There are certain conventions in western literature that we often take for granted. The series of three in kids’ books (except for in certain cultures, such as Native American). If we veer too far from this there can be a sense on the reader’s part that the telling is somehow awkward, though the reader may not be able to pinpoint what that is.
And if the writing includes rhythmic and internal rhyme, there is something pleasing about that to the ear that makes it all seem to flow, often without the reader consciously aware of it.
A little more than half my picture books are in verse. But looking at all my prose books, from the picture book to the novel, I’ve found that those manuscripts needed an amassing of emotion at certain turning points. That emotion is more memorable because I used strong alliteration, onomatopoeia, simile, metaphor or other poetical techniques–even caesura–at those points.
And in a novel, the recurring use of symbols can be an especially useful tool.
Symbols and metaphors are short cuts that allow the writer to keep the text short but get the full impact. And strong similes can pack an emotional punch. One of my favorites is by M.T. Anderson from his novel, The Game of Sunken Places (Scholastic, 2004). “About time you struck out on your own, instead of sticking to your friend like a tapeworm in a dowager’s belly.”

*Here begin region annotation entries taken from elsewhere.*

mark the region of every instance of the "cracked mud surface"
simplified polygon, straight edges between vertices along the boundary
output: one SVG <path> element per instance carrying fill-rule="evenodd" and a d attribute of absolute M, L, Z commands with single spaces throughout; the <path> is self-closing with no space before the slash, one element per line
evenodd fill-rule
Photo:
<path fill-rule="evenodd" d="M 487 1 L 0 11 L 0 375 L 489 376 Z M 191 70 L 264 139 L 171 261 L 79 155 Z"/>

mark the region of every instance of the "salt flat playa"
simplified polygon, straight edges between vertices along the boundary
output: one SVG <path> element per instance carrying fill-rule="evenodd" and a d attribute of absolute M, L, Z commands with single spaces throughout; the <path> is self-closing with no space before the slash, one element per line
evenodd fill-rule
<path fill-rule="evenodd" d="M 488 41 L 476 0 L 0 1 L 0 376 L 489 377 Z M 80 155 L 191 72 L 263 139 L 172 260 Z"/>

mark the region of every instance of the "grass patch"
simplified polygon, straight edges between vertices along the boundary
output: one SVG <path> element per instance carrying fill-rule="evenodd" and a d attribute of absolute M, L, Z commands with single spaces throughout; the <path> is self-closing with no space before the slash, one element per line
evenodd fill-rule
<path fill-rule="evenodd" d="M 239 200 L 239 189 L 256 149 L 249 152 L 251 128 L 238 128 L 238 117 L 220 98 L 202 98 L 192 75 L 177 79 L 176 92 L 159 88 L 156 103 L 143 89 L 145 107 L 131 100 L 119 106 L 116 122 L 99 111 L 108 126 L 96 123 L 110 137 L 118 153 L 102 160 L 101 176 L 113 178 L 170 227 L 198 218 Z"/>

So when I come to a tight spot in a novel, I try to relax and think, how would I write this if it were a poem? Do I need something visual on the page–a break? A chant, a quote, a bit of poetry written as such? In my book Thomas and the Dragon Queen, illustrated by Lee Wildish (Knopf, 2010), there are several places where I invoke the use of the poetical line, such as in the scene where Thomas must swear fealty to his king.
As far as the picture book translating directly to the novel, this only happens for me when I have a main character that I have not had room to develop fully in the picture book. (As in the instance above with My Mountain Song.)
Characters do need to be fully developed in a picture book, but it is of the moment–like a snapshot. A novel is more like a whole photo album, and we see the character(s) in many situations.
As for the novel translating directly to a picture book, I have not had that experience yet. However, I see where it could happen. I can envision several scenes from my novels that could be played out in very specific detail, but in fewer words than in a novel.
Again, that is where poetry comes in handy. One can get very detailed with few words and let one example stand for the many.
What do you think about the pressure on authors to brand themselves by writing a certain kind of book?
Like many authors, I do not think it is a good thing for an author to be “branded,” though I do understand why some publishers do it.
Personally, I get very bored doing the same old thing. I don’t know if I could do a series. I am trying to write a follow-up book to Thomas and the Dragon Queen and am not sure I will be able to finish it.
We writers are like any other artists–we love variety. I do mosaics and quilt art. I have never been able to do a repeat of either. I even have a hard time when I want to use a traditional quilt design. I always end up changing something–making it my own.
We need to follow the whims of our hearts–wherever that takes us. In fact, I sold a “fantasy” picture book about a toddler who creates the world to Disney/Hyperion, a couple of years ago. It is in process now and was based on an old African-American chant. I am looking forward to its eventual publication.
The Writing Across Formats interviews were originally conducted in support of a keynote address by Cynthia Leitich Smith at a fall 2009 SCBWI-Illinois conference.